Prix du poulet : une stabilisation attendue pendant le Ramadan

Prix du poulet : une stabilisation attendue pendant le Ramadan

Les prix de la volaille au Maroc montrent des signes de stabilisation au cours de la deuxième semaine du mois sacré du Ramadan, selon des professionnels du secteur. Cette tendance intervient après des craintes de flambée des coûts liées à des difficultés d’approvisionnement en aliments composés pour le bétail.

Des représentants de la filière avicole se veulent rassurants quant à l’évolution du marché. Ils anticipent même une baisse prochaine des tarifs, influencée par le ralentissement de la consommation industrielle et de la restauration pendant cette période.

Les facteurs d’une baisse anticipée

Mohamed Aaboud, président de l’Association nationale des éleveurs de volailles de chair (ANMDC), a indiqué que la demande du secteur de la restauration, notamment rapide, ralentit traditionnellement pendant le Ramadan. Ce phénomène contribue à rééquilibrer, voire à contrebalancer, la demande accrue des ménages, exerçant ainsi une pression à la baisse sur les prix.

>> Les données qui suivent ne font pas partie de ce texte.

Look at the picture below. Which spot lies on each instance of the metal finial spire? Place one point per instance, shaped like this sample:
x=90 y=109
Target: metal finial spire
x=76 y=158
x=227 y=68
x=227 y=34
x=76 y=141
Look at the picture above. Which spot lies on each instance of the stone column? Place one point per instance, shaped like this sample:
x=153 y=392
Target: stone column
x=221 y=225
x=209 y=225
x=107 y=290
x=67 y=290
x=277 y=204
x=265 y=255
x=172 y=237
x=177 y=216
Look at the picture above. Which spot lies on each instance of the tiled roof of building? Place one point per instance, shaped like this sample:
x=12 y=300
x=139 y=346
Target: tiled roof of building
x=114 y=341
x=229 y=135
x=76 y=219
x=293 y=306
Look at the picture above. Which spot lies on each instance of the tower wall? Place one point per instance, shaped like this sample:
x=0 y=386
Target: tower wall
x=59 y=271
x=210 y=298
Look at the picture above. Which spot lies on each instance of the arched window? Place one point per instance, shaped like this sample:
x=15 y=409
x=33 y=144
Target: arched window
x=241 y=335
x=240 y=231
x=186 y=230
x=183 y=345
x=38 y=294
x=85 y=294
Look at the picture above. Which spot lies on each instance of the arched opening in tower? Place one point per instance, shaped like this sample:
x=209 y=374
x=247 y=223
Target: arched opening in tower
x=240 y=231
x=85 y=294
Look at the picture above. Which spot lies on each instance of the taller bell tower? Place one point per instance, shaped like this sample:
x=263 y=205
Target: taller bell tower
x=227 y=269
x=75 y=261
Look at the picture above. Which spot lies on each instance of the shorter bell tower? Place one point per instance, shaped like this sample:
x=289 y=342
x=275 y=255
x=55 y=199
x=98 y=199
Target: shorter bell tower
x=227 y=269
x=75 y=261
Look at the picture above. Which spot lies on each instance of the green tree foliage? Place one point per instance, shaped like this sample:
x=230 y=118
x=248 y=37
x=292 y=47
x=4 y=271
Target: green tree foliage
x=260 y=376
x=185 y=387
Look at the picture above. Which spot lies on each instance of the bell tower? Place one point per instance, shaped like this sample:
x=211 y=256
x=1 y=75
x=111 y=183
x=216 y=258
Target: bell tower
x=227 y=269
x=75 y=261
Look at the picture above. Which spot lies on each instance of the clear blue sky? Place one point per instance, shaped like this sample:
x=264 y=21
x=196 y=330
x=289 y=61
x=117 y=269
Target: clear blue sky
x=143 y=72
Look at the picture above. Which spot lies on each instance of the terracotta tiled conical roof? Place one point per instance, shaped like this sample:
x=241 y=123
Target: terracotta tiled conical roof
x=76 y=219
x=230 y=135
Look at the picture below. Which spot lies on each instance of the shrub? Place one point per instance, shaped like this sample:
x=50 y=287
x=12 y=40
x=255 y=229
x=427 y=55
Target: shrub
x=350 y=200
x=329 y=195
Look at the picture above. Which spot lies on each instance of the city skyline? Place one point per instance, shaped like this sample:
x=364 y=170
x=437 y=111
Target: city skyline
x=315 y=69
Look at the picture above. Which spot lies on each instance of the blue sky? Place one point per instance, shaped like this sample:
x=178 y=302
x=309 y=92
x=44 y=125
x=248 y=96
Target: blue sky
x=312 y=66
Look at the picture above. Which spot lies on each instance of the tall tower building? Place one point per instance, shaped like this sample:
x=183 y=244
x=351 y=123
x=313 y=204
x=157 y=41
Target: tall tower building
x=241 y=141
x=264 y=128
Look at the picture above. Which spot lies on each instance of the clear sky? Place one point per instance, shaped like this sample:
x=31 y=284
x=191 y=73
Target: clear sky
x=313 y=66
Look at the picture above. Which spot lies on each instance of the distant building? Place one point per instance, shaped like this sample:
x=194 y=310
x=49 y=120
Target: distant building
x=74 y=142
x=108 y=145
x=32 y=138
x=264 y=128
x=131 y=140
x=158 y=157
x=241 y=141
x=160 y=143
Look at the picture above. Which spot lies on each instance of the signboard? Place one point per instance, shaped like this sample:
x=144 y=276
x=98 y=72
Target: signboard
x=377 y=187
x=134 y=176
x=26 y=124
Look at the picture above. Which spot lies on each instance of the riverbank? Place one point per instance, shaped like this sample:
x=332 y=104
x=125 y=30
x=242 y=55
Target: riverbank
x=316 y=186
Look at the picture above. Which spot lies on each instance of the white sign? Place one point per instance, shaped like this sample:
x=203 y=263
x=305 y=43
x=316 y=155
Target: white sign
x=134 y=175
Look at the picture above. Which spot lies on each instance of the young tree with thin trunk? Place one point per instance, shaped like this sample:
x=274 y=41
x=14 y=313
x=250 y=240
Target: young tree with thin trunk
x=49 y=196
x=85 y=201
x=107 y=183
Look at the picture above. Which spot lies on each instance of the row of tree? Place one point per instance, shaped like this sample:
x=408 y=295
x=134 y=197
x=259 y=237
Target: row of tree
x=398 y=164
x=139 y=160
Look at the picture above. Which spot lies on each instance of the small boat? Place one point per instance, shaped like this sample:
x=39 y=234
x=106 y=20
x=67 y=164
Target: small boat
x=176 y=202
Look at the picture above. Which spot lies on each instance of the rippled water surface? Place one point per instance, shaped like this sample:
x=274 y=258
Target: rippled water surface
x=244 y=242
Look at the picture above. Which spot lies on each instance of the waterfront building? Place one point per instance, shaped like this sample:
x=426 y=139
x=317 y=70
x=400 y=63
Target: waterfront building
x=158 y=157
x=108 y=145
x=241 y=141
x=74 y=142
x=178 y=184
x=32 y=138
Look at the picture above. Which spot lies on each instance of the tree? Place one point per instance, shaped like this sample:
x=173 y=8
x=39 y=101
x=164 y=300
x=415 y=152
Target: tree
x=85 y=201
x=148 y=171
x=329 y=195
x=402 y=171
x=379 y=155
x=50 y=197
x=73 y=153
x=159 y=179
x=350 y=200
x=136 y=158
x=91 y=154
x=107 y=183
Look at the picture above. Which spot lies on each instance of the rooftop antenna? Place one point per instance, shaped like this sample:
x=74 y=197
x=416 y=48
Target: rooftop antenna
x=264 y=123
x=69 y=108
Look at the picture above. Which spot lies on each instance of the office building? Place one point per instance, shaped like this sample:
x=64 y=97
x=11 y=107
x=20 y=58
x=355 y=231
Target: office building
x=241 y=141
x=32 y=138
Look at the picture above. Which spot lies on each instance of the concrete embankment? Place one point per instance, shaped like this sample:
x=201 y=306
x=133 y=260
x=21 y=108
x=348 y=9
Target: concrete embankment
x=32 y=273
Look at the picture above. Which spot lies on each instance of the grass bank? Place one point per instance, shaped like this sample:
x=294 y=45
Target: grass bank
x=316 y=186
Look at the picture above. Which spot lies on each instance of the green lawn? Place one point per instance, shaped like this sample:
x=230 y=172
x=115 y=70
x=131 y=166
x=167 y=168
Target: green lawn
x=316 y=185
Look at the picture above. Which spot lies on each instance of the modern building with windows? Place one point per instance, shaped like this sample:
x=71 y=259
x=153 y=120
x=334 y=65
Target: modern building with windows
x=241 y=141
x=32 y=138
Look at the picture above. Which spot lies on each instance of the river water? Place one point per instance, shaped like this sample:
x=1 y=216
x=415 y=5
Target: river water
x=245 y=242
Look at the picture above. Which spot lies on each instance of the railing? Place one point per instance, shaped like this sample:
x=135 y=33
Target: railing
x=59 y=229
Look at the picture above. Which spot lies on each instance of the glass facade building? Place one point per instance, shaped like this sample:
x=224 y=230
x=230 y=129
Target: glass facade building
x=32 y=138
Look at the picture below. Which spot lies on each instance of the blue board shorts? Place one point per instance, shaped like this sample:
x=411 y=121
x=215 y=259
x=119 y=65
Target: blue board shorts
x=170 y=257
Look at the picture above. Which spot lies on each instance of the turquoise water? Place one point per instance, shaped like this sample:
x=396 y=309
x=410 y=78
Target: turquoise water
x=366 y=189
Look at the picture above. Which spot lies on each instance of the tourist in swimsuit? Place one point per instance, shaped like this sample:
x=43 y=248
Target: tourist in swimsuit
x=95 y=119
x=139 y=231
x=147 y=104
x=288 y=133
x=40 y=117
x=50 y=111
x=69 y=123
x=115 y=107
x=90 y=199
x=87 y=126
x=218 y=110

Il a précisé que la hausse enregistrée précédemment était attribuable à plusieurs facteurs conjoncturels. Parmi ceux-ci figurent des retards de croissance des poulets dus à des perturbations dans l’approvisionnement en aliments pour certaines petites exploitations, une mortalité aviaire accrue à cause de conditions climatiques difficiles, et des coupures de routes ayant affecté le transport et la logistique.

Contexte de crise dans la filière

Le secteur, déjà confronté à plusieurs dysfonctionnements, a récemment subi une crise d’approvisionnement en aliments composés. Cette pénurie a été causée par des conditions météorologiques défavorables ayant empêché le déchargement de navires dans les ports de Casablanca et de Jorf Lasfar.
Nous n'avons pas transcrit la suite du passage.